The Winter Sea (Slains, #1)(113)



‘I did?’

‘You said you’d let me know.’ She gave a shrug as though the wording didn’t matter. ‘It’s the same thing. I just wanted to be welcoming, in case he came.’

Her husband rolled his eyes at me in silence, and I smiled. Jane missed the interchange, because at that same moment baby Jack, upstairs, let out a sudden wail to let us know he had awoken from his nap, and by the time he had been brought downstairs the focus of attention had been shifted on to him.

He was a lovely baby, bright and interested in everything, with Jane’s blue eyes and reddish hair and happy, fearless nature. ‘They’re remarkable things, babies,’ Jane told me. ‘Such little things, and yet once they come into your life they just change it completely. Take over.’

Which led us back to talking of my character, Sophia, and of how her life would change once her child came.

‘I don’t know that I’m actually going to write a scene about the birth itself,’ I said. ‘It isn’t something I’ve experienced.’

‘You’re wise.’ Jane’s voice was dry. ‘Speaking for myself, I can’t think anyone who has gone through it really wants to read about it.’ Giving little Jack a hug, she said, ‘The end result’s all right, but I don’t need reminding of the process, thank you all the same.’

I did convince her, though, to talk a little bit about it so I’d have the knowledge there in case I needed it. And by the time we’d finished talking it was nearly two o’clock, and time for me to leave.

I called another taxi, over Jane’s objections.

‘I can drive you,’ was her protest, as she walked me to the door and watched me tuck the story pages back into my briefcase. It was an oversized case, built to carry my laptop computer and a couple of changes of clothes. Jane wouldn’t have missed that, I knew, but I’d already thought up a good explanation.

It was tricky telling lies to Jane, she had such good antennae that you couldn’t get much past her. I had always found it easier to start with something like the truth.

I said, ‘But I’m not going home. I’m going down to Aberdeen. I need to do some research for the book. Depending on how long it takes to find what I’m after, I might just stay over and come back tomorrow.’

She seemed to accept that. She waited in the front hall with me till the taxi came, then said, ‘Hang on a minute, will you?’ and went back into the kitchen and returned with something in a plastic square container. ‘Here, take this.’

‘What is it?’

‘It isn’t for you. It’s for him.’

‘For whom?’

‘You’ll lose your taxi,’ was her warning, as she ran me down the steps and to the waiting cab. She held the door and saw me safely settled in the back before she said, with innocence, ‘You did say that he came from Aberdeen?’

She’d nailed me and she knew it, but I made a final sinking effort. ‘Who?’

‘The man who took you walking on the coast path.

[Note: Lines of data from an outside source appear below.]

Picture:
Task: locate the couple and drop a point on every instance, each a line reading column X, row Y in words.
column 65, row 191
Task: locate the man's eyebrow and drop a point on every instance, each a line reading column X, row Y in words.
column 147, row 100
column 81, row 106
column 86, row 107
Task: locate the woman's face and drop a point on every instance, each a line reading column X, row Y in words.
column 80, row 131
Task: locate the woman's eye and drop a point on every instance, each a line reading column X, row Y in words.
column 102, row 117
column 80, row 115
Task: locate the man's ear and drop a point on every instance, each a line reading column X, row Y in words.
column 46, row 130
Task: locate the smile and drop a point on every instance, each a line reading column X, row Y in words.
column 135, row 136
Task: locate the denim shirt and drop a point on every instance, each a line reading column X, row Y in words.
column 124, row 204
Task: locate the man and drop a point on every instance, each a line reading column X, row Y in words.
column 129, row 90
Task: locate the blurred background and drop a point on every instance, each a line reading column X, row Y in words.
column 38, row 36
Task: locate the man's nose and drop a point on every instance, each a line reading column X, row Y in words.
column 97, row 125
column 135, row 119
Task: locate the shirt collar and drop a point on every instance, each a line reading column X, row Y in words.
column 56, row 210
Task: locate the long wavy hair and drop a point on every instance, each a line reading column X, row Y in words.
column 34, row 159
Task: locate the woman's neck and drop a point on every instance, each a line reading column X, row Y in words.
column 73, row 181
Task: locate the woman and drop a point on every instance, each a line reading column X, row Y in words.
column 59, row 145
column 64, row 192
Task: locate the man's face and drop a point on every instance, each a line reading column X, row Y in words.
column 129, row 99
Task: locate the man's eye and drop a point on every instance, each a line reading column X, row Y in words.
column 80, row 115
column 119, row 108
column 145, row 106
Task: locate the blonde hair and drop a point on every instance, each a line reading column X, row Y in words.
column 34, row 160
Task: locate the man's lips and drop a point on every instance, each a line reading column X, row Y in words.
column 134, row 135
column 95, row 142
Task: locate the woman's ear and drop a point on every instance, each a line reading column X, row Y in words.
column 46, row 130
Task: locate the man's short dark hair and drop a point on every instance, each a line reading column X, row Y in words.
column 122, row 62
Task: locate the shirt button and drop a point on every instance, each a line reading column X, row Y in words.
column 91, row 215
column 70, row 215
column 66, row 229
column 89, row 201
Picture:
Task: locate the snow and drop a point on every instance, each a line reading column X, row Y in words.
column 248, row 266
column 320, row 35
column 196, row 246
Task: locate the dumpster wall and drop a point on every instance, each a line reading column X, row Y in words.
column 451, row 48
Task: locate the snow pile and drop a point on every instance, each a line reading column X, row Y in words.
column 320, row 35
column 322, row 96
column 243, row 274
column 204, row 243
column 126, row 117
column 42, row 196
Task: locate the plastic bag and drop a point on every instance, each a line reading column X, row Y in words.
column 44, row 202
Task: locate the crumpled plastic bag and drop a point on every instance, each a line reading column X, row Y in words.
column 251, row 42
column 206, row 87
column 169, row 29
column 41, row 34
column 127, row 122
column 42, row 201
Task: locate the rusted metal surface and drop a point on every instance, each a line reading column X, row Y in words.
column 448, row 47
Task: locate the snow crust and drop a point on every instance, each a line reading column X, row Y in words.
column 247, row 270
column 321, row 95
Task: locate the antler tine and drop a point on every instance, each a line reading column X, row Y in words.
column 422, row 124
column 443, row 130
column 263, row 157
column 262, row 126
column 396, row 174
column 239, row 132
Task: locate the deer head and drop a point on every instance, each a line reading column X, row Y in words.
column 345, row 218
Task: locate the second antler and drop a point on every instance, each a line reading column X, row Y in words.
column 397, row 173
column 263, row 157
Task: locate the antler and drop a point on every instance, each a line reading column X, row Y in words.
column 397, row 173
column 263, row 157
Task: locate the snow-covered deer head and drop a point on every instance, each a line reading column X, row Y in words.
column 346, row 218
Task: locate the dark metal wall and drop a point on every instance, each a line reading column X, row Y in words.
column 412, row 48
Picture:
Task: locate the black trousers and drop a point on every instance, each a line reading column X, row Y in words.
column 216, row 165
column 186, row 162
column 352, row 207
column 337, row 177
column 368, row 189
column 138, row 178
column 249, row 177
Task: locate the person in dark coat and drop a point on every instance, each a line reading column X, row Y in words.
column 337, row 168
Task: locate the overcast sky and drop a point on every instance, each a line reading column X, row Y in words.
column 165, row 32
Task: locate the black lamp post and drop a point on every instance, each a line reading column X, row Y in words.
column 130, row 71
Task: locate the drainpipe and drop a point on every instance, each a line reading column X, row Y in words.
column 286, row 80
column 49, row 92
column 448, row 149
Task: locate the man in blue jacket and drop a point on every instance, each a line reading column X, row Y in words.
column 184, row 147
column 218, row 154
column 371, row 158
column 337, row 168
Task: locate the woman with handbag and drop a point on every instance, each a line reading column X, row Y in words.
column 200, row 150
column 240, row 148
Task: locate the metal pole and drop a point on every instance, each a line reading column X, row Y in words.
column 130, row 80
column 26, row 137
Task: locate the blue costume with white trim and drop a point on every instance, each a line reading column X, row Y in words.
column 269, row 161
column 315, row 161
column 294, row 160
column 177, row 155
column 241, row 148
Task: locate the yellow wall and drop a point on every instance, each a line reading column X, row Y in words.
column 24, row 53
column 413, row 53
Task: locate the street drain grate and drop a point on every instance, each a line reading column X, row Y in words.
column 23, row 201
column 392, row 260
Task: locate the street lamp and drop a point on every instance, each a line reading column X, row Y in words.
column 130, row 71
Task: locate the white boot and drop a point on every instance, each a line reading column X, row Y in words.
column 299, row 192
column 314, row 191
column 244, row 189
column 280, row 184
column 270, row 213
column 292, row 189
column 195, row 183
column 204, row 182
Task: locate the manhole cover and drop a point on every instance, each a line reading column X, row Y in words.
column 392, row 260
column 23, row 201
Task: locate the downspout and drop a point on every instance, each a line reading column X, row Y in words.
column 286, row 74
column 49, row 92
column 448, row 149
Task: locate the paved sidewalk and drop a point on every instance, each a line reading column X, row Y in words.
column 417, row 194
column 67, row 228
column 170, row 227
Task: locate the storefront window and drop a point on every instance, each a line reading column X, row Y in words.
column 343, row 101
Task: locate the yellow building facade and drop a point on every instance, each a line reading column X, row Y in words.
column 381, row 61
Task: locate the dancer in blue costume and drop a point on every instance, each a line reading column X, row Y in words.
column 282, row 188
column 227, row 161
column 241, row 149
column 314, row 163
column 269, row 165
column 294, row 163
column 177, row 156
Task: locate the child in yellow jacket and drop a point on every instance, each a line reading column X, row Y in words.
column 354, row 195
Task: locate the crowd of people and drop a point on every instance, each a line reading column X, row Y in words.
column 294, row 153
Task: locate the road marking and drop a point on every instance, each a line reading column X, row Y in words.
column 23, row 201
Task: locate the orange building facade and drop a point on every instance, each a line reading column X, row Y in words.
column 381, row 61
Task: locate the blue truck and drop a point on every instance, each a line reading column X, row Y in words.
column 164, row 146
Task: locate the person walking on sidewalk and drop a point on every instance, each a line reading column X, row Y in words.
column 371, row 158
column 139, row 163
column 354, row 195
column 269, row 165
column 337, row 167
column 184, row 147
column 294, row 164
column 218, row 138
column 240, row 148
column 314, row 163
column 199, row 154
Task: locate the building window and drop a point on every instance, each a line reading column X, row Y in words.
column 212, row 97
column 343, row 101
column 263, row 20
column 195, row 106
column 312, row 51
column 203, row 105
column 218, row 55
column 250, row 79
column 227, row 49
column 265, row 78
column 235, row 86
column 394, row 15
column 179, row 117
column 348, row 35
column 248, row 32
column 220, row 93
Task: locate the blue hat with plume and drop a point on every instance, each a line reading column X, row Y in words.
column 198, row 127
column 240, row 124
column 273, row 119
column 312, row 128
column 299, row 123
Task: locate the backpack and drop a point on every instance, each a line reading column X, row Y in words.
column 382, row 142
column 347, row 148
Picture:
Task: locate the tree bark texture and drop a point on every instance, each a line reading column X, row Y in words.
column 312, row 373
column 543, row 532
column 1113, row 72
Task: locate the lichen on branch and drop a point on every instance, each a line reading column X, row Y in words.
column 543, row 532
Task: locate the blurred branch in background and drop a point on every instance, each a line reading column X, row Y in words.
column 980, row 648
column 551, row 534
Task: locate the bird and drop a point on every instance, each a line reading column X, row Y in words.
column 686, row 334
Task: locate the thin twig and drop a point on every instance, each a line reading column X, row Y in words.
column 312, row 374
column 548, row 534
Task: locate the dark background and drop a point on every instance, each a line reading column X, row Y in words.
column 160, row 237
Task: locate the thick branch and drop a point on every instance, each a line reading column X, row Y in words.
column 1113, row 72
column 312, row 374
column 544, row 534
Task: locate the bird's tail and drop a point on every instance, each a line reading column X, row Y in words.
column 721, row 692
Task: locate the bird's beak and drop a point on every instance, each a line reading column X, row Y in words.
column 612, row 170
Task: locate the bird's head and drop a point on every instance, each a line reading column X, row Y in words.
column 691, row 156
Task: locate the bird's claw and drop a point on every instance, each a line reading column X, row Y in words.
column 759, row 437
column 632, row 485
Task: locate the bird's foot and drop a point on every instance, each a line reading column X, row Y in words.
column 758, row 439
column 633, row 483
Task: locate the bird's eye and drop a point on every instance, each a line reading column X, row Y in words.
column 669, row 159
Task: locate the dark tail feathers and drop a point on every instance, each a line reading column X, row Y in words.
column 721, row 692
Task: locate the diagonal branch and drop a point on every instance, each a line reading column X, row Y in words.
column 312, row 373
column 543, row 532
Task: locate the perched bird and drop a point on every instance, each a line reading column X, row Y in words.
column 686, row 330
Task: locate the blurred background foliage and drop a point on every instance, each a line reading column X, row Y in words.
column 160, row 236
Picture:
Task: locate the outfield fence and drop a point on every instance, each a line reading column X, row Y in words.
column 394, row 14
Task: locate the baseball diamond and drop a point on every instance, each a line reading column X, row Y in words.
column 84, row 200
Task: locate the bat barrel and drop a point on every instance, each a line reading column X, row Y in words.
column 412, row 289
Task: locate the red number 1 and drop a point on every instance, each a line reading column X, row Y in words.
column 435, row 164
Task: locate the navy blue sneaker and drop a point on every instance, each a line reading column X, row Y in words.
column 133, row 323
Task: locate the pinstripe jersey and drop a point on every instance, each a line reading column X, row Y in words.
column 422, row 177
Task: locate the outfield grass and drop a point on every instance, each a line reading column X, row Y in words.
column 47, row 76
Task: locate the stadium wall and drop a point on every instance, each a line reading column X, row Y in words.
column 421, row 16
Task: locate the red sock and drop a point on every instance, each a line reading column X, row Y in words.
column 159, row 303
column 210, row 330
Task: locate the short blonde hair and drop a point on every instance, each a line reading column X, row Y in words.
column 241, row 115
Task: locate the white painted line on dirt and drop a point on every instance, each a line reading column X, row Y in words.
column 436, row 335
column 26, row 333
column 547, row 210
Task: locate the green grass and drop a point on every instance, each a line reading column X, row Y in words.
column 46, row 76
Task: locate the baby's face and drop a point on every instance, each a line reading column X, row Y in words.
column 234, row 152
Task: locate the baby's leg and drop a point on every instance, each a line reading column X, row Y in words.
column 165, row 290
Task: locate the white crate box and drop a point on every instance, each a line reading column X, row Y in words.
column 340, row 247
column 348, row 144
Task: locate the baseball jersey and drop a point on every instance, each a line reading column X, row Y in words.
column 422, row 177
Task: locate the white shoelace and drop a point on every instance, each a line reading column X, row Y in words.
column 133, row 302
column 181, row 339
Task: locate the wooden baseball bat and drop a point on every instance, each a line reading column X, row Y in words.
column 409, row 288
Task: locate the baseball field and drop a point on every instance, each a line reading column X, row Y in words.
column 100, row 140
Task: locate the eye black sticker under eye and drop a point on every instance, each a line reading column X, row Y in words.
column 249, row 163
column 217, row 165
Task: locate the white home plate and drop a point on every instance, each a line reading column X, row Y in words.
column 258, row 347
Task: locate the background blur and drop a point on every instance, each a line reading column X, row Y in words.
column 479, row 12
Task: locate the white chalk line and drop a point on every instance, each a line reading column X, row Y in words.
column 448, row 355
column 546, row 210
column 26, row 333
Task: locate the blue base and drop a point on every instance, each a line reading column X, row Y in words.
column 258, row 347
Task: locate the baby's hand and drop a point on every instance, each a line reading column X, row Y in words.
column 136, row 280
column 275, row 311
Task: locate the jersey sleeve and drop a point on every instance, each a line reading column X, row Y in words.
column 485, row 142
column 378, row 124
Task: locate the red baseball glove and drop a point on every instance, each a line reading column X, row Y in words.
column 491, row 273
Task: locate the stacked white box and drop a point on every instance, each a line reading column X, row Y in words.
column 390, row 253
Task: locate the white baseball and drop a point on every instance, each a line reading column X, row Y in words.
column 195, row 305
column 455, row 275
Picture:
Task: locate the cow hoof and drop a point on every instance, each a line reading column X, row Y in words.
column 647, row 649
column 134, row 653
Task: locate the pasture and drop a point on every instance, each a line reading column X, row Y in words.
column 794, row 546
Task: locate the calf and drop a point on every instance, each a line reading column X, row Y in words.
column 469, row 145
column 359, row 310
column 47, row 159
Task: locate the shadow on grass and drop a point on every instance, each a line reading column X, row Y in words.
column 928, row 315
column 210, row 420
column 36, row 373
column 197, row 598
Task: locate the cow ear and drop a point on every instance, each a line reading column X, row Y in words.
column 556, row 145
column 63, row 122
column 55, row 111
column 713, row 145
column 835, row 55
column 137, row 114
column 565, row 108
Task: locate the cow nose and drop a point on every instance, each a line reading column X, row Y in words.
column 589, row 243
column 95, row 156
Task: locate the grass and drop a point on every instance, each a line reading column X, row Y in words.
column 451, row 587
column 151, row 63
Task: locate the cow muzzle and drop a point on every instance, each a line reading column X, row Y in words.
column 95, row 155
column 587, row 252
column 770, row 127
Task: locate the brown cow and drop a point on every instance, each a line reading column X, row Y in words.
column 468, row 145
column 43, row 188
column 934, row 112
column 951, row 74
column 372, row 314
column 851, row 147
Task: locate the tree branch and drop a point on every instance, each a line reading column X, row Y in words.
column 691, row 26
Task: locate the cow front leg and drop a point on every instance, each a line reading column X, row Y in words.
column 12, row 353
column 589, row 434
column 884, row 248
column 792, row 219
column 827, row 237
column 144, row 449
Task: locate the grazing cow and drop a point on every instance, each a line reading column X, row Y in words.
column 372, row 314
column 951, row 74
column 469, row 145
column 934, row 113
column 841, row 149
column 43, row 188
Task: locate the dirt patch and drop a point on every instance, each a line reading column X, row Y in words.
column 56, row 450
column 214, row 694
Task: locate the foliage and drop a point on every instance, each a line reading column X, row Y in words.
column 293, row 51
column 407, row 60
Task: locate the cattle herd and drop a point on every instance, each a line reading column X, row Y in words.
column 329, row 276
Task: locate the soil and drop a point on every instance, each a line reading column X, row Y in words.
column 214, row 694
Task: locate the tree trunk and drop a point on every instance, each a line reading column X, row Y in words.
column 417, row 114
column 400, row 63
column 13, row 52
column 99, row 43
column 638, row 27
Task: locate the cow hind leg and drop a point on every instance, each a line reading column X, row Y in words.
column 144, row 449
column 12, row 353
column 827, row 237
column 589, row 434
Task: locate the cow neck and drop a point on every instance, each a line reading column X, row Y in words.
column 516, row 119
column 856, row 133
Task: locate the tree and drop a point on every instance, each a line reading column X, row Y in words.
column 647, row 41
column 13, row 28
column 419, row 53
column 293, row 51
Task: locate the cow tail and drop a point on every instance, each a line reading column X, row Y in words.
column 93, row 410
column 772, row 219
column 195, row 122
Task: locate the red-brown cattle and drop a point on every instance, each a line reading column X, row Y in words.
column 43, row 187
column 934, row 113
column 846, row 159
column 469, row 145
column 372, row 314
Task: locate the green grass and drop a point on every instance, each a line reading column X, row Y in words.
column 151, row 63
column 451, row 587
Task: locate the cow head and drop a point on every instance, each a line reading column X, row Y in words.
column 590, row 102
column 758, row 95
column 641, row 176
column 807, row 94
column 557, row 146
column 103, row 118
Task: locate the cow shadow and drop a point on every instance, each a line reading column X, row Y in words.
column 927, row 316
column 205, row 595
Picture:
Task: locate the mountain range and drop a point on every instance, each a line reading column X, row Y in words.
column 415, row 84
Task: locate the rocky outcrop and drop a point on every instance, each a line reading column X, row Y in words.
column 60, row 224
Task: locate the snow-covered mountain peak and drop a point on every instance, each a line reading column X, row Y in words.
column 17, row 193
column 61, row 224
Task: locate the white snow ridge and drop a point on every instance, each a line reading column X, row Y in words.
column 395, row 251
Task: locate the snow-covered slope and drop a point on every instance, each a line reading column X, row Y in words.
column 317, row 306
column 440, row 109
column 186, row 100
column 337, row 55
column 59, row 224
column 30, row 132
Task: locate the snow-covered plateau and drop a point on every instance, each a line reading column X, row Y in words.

You did say he was a lecturer, in Aberdeen—in history, am I right?’ Her smile was just this side of being smug. She nodded at the sealed container. ‘See he gets his cake.’

And then she closed the door before I could react, and waved me off while I reflected on the great success she might have had if she had gone to work as a detective. Any criminal, I knew, would not have stood a chance, with Jane.



The Victorian end-of-terrace town house had been built, like most of Aberdeen, with granite. Not the red granite of Slains, but a granite of warm brownish grey that gave all of the houses along Graham’s road a strong look of dependable permanence. A holly hedge lined the short walkway that led to the front steps. His blue-painted door had a polished brass knocker that bore not the head of a lion but that of the bard Robert Burns, but I didn’t get to use it. When the taxi door had slammed behind me Angus had begun to bark, and by the time I’d reached the steps the front door had already opened.

Graham, looking as dependably permanent as the stone-built house itself in a well-worn black sweater and jeans, smiled a welcome. ‘You found it all right, then?’

‘No problem at all.’

He took the briefcase from my hand and looked a question at the plastic square container, which had sparked some new excited sniffing interest from the dog.

‘It’s cake,’ I said. ‘For you.’

‘For me?’

‘Don’t ask.’

He didn’t. Stepping back to let me in, he swung the door shut at our backs and bent to greet me with a kiss. It hit me with a sudden strangeness just how much I’d missed him— missed the comfort of his being there; his undemanding presence. And his touch.

He raised his head. ‘Hello.’

‘Hello.’

‘Come in. I’ll show you round.’

He’d only bought the house the year before, he told me, and it was in places still a work in progress. The front rooms, with their high bright windows and lovely corniced ceilings, sat half-empty and stripped of their wallpaper, waiting for paint. And upstairs only one of the bedrooms— his own—had been finished, in quiet greens, restful and masculine. The other upstairs rooms, besides the bath, were undecided. It was almost as if he was wearing the house like a new suit of clothes that still needed adjusting—too large in some places, confining in others. Except for downstairs, at the back of the house. There, it was all Graham. Everything fit.